7. Retention of title
(1) We reserve ownership of the item purchased until all payments resulting from the business relation with the purchaser have been received. With every breach of contract on the part of the purchaser, in particular default of payment, we shall be entitled to exercise our statutory rights and repossess the purchased goods. After repossession, we shall be entitled to re-sell the purchased item, the proceeds from such sale being set off against the purchaser's debts - minus reasonable selling costs.
(2) In the event of seizure or other action by third parties, the purchaser must notify us immediately in writing so that we can take legal action in accordance with § 771 of the German Code of Civil Procedure (ZPO). If the third party is not in a position to reimburse our judicial and extrajudicial costs for legal action, the purchaser will be liable for the costs incurred.
(3) The purchaser shall be entitled to resell the purchased item in the ordinary course of business; however, he hereby assigns to us all debts to the value of the final invoice amount (including sales tax) accruing to him from the resale to his purchasers or third parties, irrespective of whether the purchased item has been resold without or after subsequent processing. The purchaser shall remain authorised to collect these debts even after they have been so assigned. Our authority to collect debts shall remain unaffected. However, we undertake not to collect debts as long as the purchaser meets their payment obligations from the proceeds received, is not in default of payment and, in particular, has not filed for insolvency or suspension of payments. If this is the case, we may demand that the purchaser informs us of the assigned debts and their debtors, provides all information required for collection, and surrenders the relevant documents.

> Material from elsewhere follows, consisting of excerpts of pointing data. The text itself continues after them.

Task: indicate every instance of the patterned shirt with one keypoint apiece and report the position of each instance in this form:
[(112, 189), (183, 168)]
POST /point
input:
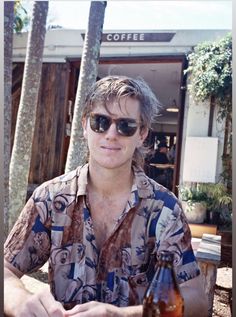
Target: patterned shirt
[(56, 226)]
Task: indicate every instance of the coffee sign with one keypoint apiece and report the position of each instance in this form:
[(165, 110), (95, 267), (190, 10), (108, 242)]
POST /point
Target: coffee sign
[(136, 37)]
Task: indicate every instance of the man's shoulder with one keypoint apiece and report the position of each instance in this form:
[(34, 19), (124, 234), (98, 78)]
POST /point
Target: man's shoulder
[(66, 181)]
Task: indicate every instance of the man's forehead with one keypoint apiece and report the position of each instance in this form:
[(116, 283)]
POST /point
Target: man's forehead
[(123, 106)]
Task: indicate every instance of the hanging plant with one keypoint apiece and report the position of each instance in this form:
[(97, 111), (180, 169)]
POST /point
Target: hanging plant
[(210, 71)]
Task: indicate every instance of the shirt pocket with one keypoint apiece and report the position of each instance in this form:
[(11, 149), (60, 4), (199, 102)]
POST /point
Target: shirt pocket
[(139, 282), (67, 272)]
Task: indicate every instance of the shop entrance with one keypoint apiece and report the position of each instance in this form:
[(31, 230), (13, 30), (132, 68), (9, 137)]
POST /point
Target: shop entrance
[(165, 76)]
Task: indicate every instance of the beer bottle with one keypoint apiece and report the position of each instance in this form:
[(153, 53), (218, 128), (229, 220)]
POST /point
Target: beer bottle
[(163, 297)]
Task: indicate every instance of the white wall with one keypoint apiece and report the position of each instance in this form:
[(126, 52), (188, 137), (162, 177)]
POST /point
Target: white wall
[(196, 120)]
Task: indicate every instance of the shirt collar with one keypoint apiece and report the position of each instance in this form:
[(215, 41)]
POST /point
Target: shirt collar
[(141, 187)]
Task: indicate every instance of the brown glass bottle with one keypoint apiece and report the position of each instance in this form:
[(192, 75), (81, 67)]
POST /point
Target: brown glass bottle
[(163, 297)]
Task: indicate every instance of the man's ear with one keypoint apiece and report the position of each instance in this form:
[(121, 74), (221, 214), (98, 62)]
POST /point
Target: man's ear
[(84, 125), (143, 135)]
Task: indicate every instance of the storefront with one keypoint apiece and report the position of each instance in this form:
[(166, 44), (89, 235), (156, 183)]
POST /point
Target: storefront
[(159, 57)]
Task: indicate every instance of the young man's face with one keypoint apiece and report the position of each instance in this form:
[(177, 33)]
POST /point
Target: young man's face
[(110, 149)]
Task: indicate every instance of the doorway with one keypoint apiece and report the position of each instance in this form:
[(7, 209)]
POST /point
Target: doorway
[(164, 74)]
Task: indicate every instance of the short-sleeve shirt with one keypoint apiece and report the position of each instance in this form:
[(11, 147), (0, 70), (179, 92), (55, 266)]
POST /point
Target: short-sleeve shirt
[(56, 226)]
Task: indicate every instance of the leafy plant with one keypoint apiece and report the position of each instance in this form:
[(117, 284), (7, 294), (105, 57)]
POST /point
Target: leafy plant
[(193, 194), (210, 71), (21, 17), (214, 196)]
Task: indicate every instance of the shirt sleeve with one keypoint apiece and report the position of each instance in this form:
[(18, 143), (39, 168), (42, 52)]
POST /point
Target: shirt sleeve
[(28, 245), (176, 237)]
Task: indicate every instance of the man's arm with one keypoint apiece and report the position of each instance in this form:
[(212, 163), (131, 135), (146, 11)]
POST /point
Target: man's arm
[(97, 309), (195, 298), (18, 301), (192, 291)]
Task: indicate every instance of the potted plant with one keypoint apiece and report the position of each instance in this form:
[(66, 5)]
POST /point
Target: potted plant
[(194, 203)]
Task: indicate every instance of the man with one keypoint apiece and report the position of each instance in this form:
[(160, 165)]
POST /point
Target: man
[(101, 226)]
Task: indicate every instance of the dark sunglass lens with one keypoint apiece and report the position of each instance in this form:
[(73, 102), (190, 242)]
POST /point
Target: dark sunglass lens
[(99, 123), (127, 127)]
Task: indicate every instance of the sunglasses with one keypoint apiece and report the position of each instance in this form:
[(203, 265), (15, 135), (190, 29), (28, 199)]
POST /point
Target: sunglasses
[(101, 123)]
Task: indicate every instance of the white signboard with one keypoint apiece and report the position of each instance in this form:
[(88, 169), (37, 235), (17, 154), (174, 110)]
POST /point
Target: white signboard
[(200, 159)]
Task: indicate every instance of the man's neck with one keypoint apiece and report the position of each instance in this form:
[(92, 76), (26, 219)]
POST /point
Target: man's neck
[(109, 182)]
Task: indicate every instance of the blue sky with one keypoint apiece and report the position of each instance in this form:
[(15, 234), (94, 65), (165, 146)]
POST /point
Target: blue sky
[(152, 15)]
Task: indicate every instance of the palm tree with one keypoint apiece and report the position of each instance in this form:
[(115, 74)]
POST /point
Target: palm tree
[(21, 152), (8, 43), (77, 152)]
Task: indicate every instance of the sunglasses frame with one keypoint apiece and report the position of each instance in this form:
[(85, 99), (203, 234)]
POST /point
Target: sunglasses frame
[(110, 120)]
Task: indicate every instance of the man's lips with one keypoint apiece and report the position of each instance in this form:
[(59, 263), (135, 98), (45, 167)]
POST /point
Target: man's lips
[(110, 148)]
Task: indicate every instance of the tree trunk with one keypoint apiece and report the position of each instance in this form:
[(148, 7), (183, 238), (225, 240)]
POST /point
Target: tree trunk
[(77, 152), (23, 139), (8, 45)]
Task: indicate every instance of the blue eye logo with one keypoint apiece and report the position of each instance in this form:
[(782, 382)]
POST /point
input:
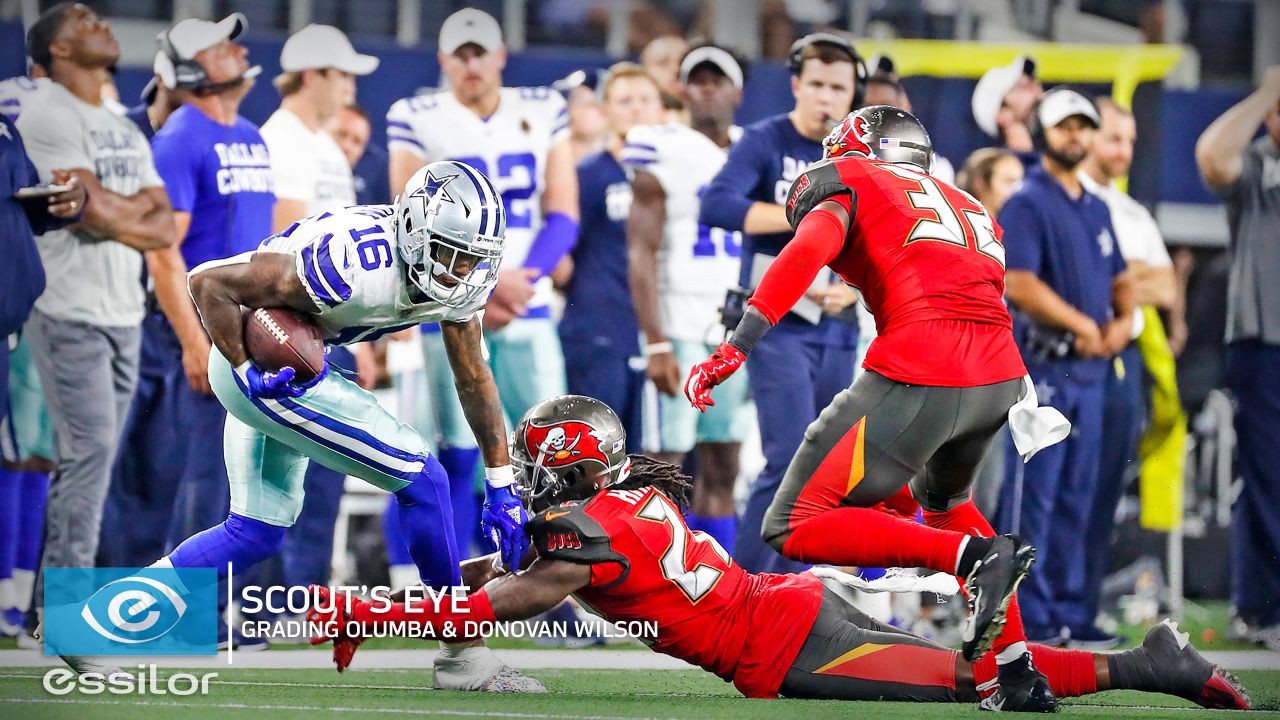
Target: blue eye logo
[(133, 610)]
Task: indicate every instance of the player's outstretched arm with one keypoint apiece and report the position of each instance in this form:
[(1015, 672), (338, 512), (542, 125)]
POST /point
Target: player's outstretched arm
[(819, 237), (478, 392), (538, 589), (219, 290)]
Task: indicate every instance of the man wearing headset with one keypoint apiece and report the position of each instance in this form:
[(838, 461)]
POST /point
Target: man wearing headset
[(216, 169), (809, 358), (1073, 313)]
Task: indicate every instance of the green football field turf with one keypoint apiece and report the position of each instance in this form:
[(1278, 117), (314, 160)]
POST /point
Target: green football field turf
[(263, 695)]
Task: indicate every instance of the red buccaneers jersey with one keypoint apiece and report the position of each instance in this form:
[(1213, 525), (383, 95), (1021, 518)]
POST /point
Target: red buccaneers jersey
[(929, 263), (648, 565)]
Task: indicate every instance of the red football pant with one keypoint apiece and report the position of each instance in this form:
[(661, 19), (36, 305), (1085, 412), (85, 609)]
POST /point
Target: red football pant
[(1070, 673)]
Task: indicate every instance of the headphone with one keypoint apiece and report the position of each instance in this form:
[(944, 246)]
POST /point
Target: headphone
[(181, 74), (190, 74), (795, 59), (1037, 128)]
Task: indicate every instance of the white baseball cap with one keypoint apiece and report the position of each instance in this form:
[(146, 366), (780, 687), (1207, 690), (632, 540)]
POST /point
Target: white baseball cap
[(714, 55), (187, 40), (316, 48), (470, 26), (1063, 103), (992, 89), (193, 35)]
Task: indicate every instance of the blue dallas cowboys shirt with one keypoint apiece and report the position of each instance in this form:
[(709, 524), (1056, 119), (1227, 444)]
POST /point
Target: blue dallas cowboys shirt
[(598, 310), (1069, 244), (222, 176), (760, 168)]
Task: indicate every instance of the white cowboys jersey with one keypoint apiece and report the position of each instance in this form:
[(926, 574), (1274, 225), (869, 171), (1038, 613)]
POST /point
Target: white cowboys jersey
[(696, 263), (510, 147), (348, 263)]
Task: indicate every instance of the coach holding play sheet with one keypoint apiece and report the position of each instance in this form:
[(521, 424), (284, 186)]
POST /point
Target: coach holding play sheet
[(1247, 177), (85, 328)]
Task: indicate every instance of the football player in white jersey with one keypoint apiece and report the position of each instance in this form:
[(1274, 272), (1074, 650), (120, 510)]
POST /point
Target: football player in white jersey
[(680, 272), (519, 137), (359, 273)]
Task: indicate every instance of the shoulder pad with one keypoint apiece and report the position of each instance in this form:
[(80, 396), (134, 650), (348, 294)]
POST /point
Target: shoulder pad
[(817, 183), (566, 532)]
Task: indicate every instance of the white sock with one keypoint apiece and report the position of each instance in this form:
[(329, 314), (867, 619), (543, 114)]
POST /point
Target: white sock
[(24, 584), (403, 577), (1011, 654), (453, 650), (964, 543)]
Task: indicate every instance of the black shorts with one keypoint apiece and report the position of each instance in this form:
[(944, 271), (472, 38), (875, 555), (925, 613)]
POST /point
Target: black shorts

(4) Processing or reforming of the purchased product by the buyer or third party is always done on our behalf. If the purchased item is combined with other items not belonging to us, we shall acquire co-ownership of the new item in the proportion of the value of the purchased item to the other processed items at the time of machining. The same condition applies for items created by machining as for products delivered with reservation of title.
(5) At the request of the purchaser, we undertake to release sureties to which we are entitled insofar as the realisable value of these sureties exceeds the debts to be secured by more than 20%; we shall be responsible for selecting which sureties to release.
8. Return of goods:
(1) In general, goods that have been sold and properly delivered cannot be taken back. Exceptions can be made only in special cases and after prior agreement.
(2) The costs of the return delivery shall be borne by the purchaser. Only items that are in perfect condition will be accepted and credited.
(3) Returns can be accepted only if accompanied by a copy of the delivery note.
(4) In general, returns are excluded for special versions.
9. Court of jurisdiction
(1) If the purchaser is a company, the place of jurisdiction is in Ludwigsburg. However, we shall also be entitled to sue the purchaser in a court at his place of residence.
(2) Unless otherwise specified in the order confirmation, the place of jurisdiction is Markgröningen.
(3) This contract is subject exclusively to the laws of the Federal Republic of Germany.